# Feature Engineering

In [1]:
import pandas as pd
import numpy as np
import pickle

A major step in the machine learning cycle is feature engineering. The goal is to choose a good balance of informative versus non-informative features for optimal model performance. This can be done either by *feature selection*, *feature extraction* (that is, combining existing features into stronger ones)  or collecting extra features from external data [(Aurelian Géron, 2023)](#ref-Geron2023). Only the first two methods will be attempted in this project.

## Feature Selection

The simplest and most obvious method for feature engineering is the *feature selection* method. Variables shown to be correlated with the response variable, `Satisfaction`, in the EDA notebook will be included in the model. All other features will be kept out. 

In [19]:
# Importing the preprocessed data:
train = pd.read_pickle('../Data/Preprocessed/non_applicable_imputed.pkl')

In [20]:
train_fs = train.drop(['id', 'Departure/Arrival Time Convenient', 'Gate Location', 
                      'Departure Delay in Minutes', 'Arrival Delay in Minutes', 'Age'], axis = 1)
train_fs.shape

(103904, 21)

In [21]:
# Saving the 'feature selected' dataset to pickle to preserve data type information:
train_fs.to_pickle('../Data/Feature_Selection/train_fs.pkl')

## Feature Extraction

The count plots in the exploratory data analysis notebook revealed that the categorical service-related features all included 'premium' services with which passengers were mostly satisfied. These corresponded to categories '4' and '5' for most variables. Two new variables will be created: the first will aggregate all the service-related features and provide an overall score for the quality of service delivered; the second will be a binary variable indicating whether the overall service score is above '4'.

In [24]:
# Importing the preprocessed data:
train_oss = pd.read_pickle('../Data/Preprocessed/non_applicable_imputed.pkl')

In [25]:
train_oss['Overall Service Score'] = np.mean([train_oss['Departure/Arrival Time Convenient'].astype('int'), train_oss['Ease of Online Booking'].astype('int'), train_oss['Gate Location'].astype('int'),
                                             train_oss['Food and Drink'].astype('int'), train_oss['Online Boarding'].astype('int'), train_oss['Seat Comfort'].astype('int'), train_oss['Inflight Entertainment'].astype('int'),
                                             train_oss['On-board Service'].astype('int'), train_oss['Leg Room Service'].astype('int'), train_oss['Baggage Handling'].astype('int'), train_oss['Checkin Service'].astype('int')], axis = 0).round()

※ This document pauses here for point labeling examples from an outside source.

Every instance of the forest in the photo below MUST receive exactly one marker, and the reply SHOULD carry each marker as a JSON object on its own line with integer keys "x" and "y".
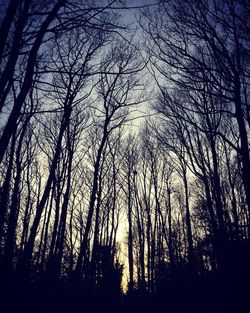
{"x": 124, "y": 156}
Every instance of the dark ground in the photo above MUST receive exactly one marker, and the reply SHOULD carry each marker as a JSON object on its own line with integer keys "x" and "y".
{"x": 211, "y": 294}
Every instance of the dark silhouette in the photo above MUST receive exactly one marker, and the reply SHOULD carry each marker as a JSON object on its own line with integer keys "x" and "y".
{"x": 99, "y": 213}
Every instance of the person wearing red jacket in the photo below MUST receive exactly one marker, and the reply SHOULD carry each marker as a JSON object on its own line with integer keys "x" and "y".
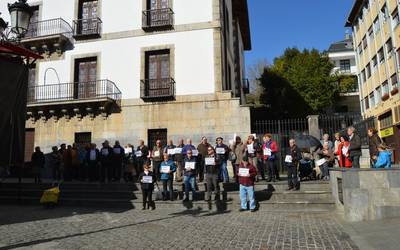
{"x": 247, "y": 174}
{"x": 343, "y": 152}
{"x": 270, "y": 150}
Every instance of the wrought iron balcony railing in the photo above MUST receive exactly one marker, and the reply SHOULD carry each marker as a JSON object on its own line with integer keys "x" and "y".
{"x": 157, "y": 89}
{"x": 51, "y": 27}
{"x": 87, "y": 28}
{"x": 158, "y": 19}
{"x": 92, "y": 90}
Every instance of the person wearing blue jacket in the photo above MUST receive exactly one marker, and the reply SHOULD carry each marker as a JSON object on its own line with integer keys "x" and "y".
{"x": 384, "y": 158}
{"x": 167, "y": 170}
{"x": 189, "y": 173}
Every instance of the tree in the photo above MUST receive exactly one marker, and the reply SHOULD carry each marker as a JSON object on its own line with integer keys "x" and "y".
{"x": 299, "y": 83}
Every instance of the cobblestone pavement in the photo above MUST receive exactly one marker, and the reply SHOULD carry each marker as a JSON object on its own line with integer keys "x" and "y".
{"x": 69, "y": 228}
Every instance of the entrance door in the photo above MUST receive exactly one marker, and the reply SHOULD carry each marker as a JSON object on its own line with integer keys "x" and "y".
{"x": 29, "y": 143}
{"x": 156, "y": 134}
{"x": 88, "y": 16}
{"x": 85, "y": 78}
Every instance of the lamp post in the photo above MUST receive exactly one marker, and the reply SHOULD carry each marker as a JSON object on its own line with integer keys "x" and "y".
{"x": 20, "y": 13}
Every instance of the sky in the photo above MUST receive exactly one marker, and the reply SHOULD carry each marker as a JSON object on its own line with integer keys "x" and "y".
{"x": 279, "y": 24}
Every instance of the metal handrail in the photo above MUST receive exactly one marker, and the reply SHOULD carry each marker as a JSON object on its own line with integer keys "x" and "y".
{"x": 74, "y": 91}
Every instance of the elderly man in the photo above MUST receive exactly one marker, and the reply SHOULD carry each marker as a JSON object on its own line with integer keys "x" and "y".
{"x": 202, "y": 148}
{"x": 355, "y": 147}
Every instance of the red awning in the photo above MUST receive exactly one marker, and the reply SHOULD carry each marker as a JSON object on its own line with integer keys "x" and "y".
{"x": 6, "y": 47}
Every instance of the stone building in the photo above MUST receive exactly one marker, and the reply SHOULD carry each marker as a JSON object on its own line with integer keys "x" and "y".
{"x": 136, "y": 69}
{"x": 376, "y": 38}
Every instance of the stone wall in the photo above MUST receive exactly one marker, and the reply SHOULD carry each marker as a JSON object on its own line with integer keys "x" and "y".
{"x": 367, "y": 194}
{"x": 191, "y": 116}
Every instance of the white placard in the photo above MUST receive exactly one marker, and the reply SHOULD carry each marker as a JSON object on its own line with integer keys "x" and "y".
{"x": 220, "y": 151}
{"x": 345, "y": 150}
{"x": 267, "y": 152}
{"x": 320, "y": 162}
{"x": 147, "y": 179}
{"x": 165, "y": 169}
{"x": 288, "y": 159}
{"x": 244, "y": 172}
{"x": 190, "y": 165}
{"x": 209, "y": 161}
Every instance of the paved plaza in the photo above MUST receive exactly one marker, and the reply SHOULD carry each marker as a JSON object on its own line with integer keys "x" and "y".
{"x": 69, "y": 228}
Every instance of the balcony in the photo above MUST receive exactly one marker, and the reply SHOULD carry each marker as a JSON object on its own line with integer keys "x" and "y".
{"x": 157, "y": 89}
{"x": 87, "y": 28}
{"x": 48, "y": 36}
{"x": 159, "y": 19}
{"x": 69, "y": 99}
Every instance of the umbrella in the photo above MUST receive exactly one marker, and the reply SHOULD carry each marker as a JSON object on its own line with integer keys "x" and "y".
{"x": 307, "y": 141}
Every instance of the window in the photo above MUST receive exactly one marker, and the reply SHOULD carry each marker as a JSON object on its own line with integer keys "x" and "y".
{"x": 368, "y": 70}
{"x": 363, "y": 76}
{"x": 381, "y": 55}
{"x": 372, "y": 99}
{"x": 376, "y": 24}
{"x": 389, "y": 46}
{"x": 385, "y": 88}
{"x": 366, "y": 101}
{"x": 371, "y": 33}
{"x": 378, "y": 95}
{"x": 393, "y": 80}
{"x": 344, "y": 65}
{"x": 364, "y": 42}
{"x": 384, "y": 13}
{"x": 85, "y": 77}
{"x": 395, "y": 18}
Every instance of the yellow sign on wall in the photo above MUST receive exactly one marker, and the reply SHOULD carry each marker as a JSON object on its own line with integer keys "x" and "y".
{"x": 387, "y": 132}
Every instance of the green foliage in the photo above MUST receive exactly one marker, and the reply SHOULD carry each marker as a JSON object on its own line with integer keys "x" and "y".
{"x": 299, "y": 83}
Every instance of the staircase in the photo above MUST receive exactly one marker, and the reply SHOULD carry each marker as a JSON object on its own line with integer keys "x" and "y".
{"x": 312, "y": 196}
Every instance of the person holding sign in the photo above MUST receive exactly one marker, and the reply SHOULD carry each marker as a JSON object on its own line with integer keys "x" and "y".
{"x": 167, "y": 170}
{"x": 327, "y": 158}
{"x": 157, "y": 157}
{"x": 118, "y": 155}
{"x": 141, "y": 155}
{"x": 190, "y": 175}
{"x": 343, "y": 152}
{"x": 270, "y": 149}
{"x": 212, "y": 169}
{"x": 222, "y": 151}
{"x": 106, "y": 158}
{"x": 246, "y": 174}
{"x": 292, "y": 158}
{"x": 179, "y": 157}
{"x": 147, "y": 179}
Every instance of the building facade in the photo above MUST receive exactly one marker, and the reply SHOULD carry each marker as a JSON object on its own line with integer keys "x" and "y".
{"x": 376, "y": 36}
{"x": 136, "y": 69}
{"x": 343, "y": 57}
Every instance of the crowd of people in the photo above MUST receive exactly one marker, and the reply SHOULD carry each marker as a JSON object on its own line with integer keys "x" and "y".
{"x": 184, "y": 162}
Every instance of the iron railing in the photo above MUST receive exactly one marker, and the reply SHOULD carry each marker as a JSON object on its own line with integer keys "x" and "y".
{"x": 157, "y": 89}
{"x": 159, "y": 18}
{"x": 74, "y": 91}
{"x": 56, "y": 26}
{"x": 87, "y": 27}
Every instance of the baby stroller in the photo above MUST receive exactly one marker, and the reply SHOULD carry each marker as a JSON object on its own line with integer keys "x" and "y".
{"x": 305, "y": 167}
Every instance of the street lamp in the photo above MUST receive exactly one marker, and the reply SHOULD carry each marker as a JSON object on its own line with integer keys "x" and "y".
{"x": 20, "y": 13}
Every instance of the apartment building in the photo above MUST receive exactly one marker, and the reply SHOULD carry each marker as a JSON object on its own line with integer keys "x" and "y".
{"x": 343, "y": 57}
{"x": 376, "y": 36}
{"x": 136, "y": 69}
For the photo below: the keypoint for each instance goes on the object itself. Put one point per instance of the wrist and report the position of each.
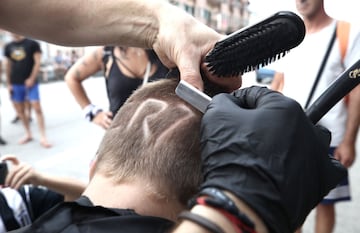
(214, 216)
(237, 212)
(90, 111)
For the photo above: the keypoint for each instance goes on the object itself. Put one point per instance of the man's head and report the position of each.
(155, 138)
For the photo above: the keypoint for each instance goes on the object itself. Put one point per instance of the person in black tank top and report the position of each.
(125, 69)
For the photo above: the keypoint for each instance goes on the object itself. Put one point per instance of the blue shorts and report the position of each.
(20, 93)
(341, 192)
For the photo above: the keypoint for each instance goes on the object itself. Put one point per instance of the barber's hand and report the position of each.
(103, 119)
(260, 146)
(183, 42)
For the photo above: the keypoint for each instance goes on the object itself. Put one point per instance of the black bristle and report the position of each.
(256, 46)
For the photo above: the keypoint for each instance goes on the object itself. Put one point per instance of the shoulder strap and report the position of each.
(108, 52)
(322, 66)
(342, 33)
(7, 215)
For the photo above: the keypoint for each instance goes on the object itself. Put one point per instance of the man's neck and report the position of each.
(131, 195)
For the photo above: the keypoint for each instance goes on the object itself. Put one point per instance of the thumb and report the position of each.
(190, 70)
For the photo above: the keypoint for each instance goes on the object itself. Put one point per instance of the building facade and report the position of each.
(224, 16)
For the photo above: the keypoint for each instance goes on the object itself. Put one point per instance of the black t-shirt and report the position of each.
(21, 207)
(119, 86)
(82, 216)
(21, 54)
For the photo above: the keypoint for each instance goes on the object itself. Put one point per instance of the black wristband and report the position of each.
(200, 220)
(217, 199)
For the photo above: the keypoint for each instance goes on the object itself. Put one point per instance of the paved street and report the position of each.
(75, 142)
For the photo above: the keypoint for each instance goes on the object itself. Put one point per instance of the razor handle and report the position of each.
(347, 81)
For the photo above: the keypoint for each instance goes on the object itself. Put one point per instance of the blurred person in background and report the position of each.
(23, 65)
(124, 69)
(305, 73)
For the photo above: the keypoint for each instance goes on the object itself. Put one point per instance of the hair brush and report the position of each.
(255, 46)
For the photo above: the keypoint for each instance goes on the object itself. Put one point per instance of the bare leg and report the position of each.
(28, 109)
(20, 111)
(41, 123)
(325, 218)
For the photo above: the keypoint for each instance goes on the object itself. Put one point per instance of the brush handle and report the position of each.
(347, 81)
(256, 45)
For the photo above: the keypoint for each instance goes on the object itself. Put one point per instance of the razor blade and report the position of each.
(193, 96)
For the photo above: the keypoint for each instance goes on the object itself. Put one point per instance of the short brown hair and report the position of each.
(155, 136)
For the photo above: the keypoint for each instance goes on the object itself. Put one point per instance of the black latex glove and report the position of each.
(259, 145)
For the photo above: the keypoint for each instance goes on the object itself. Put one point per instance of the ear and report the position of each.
(92, 167)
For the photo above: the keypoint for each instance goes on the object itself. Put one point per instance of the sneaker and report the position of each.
(15, 120)
(2, 142)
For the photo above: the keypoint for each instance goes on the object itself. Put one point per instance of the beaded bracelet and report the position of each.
(200, 220)
(215, 198)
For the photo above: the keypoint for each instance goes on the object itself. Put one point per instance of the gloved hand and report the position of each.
(259, 145)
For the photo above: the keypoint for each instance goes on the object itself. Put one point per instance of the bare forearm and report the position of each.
(89, 22)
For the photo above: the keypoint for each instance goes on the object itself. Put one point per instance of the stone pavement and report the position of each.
(75, 142)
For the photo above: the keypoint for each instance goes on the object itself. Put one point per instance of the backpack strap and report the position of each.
(342, 33)
(7, 215)
(107, 53)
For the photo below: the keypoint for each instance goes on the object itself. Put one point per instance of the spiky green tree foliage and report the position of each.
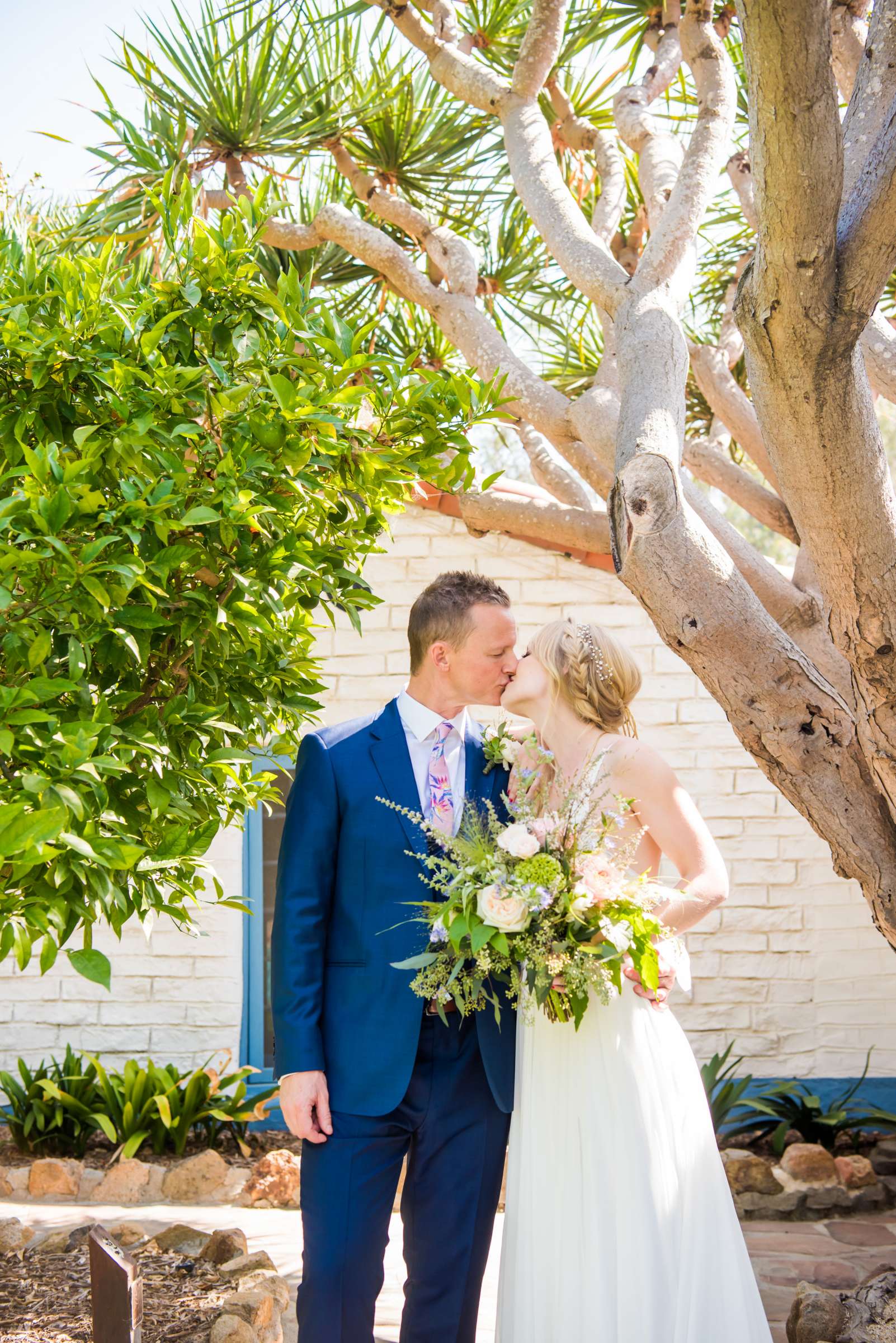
(669, 232)
(190, 468)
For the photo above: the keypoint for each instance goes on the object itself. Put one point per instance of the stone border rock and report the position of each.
(250, 1313)
(819, 1317)
(809, 1184)
(206, 1178)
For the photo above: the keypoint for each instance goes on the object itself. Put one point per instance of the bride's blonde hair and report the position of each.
(598, 695)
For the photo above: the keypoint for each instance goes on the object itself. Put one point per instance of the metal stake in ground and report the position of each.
(116, 1291)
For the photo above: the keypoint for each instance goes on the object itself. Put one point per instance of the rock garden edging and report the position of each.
(206, 1178)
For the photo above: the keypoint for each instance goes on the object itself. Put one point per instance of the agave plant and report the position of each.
(726, 1092)
(55, 1107)
(166, 1106)
(792, 1105)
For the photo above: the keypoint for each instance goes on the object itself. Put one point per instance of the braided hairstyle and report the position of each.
(601, 699)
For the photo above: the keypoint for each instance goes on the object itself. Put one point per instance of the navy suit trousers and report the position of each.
(455, 1137)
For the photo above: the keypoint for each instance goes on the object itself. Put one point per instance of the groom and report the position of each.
(369, 1073)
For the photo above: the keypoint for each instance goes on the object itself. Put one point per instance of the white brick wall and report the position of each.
(790, 968)
(173, 997)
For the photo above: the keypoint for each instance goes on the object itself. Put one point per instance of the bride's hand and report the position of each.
(667, 981)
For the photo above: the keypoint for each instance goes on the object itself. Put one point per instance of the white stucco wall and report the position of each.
(790, 968)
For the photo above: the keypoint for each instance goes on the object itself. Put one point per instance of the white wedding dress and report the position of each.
(619, 1225)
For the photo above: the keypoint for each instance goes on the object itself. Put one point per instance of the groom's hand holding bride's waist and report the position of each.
(305, 1102)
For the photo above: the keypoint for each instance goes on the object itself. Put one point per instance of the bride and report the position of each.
(619, 1221)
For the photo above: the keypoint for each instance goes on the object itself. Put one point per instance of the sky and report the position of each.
(50, 50)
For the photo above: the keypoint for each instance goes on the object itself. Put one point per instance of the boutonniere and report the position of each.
(499, 746)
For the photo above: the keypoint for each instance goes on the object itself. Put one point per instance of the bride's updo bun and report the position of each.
(596, 675)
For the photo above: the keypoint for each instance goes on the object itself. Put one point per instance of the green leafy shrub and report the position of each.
(190, 468)
(784, 1106)
(792, 1105)
(166, 1106)
(58, 1107)
(726, 1092)
(55, 1109)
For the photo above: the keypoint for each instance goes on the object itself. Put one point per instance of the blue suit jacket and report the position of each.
(341, 918)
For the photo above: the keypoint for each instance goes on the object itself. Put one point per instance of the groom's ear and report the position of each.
(439, 655)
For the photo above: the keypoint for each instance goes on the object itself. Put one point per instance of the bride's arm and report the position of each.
(672, 820)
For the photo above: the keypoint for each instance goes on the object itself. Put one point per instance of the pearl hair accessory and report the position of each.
(584, 633)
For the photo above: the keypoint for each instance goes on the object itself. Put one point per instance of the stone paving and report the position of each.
(832, 1253)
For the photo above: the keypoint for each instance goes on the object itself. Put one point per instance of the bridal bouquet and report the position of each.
(544, 903)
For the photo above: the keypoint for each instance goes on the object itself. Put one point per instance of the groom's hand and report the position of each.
(306, 1106)
(664, 989)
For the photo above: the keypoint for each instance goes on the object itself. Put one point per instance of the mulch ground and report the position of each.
(46, 1298)
(100, 1149)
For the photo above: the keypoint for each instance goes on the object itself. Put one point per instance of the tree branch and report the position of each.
(540, 48)
(548, 472)
(581, 135)
(449, 253)
(730, 403)
(672, 241)
(796, 159)
(867, 230)
(879, 339)
(530, 153)
(848, 35)
(577, 529)
(716, 469)
(873, 95)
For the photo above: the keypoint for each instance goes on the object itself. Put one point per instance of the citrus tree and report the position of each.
(192, 462)
(671, 232)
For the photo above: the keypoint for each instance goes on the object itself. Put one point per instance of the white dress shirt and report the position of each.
(420, 727)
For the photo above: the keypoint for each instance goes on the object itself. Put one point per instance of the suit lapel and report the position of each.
(477, 785)
(391, 757)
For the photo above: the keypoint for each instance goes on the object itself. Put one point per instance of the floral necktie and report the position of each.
(442, 804)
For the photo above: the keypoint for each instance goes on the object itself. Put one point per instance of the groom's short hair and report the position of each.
(442, 612)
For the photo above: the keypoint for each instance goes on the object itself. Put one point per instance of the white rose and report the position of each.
(509, 751)
(517, 841)
(510, 914)
(619, 934)
(584, 900)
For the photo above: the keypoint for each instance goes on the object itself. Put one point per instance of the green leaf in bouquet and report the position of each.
(577, 1002)
(648, 968)
(480, 937)
(458, 930)
(426, 958)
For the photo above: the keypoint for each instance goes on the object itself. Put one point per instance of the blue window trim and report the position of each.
(253, 1028)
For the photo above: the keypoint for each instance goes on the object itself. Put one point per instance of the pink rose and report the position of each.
(601, 879)
(550, 830)
(518, 843)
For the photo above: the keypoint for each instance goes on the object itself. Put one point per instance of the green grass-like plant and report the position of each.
(56, 1107)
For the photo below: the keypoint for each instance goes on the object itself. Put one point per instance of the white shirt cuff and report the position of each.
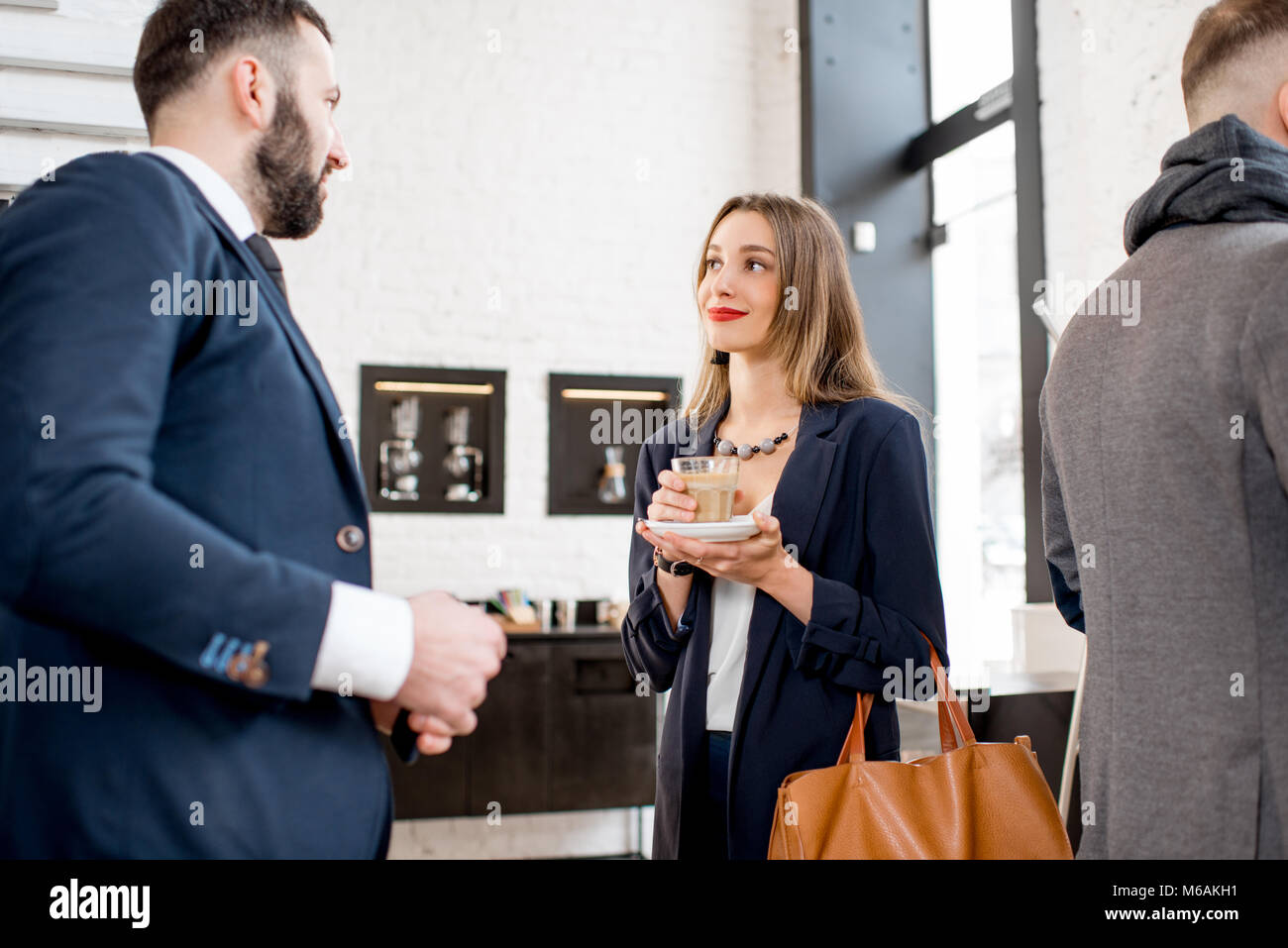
(366, 646)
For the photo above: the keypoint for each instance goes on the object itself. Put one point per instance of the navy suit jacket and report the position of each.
(853, 498)
(184, 509)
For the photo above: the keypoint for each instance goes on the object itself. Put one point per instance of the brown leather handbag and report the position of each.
(973, 801)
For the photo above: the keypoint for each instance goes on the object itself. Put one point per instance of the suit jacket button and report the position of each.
(349, 539)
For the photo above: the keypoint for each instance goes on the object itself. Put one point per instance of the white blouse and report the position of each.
(730, 618)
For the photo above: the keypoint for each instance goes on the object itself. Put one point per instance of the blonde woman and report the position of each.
(765, 642)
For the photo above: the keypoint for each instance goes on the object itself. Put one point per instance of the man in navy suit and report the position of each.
(192, 662)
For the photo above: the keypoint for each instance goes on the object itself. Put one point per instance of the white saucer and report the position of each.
(741, 527)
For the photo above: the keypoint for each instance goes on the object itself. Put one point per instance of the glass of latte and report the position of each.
(711, 481)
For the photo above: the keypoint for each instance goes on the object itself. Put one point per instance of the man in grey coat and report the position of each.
(1164, 466)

train_oss['Overall Service Score'] = train_oss['Overall Service Score'].astype('int')

In [26]:
premium_service = {1: 0,
                   2: 0,
                   3: 0,
                   4: 1,
                   5: 1}
train_oss['Premium Service'] = train_oss['Overall Service Score'].replace(premium_service)

In [27]:
# Saving the 'feature selected' dataset to pickle to preserve data type information:
train_oss.to_pickle('../Data/Feature_Extraction/train_oss.pkl')

# References

1. <a id="ref-Geron2023"></a>Aurelian Géron, Hands-On Machine Learning with Scikit-Learn, Keras and TensorFlow (3rd Edition), O'Reilly Media Inc, 20 January 2023.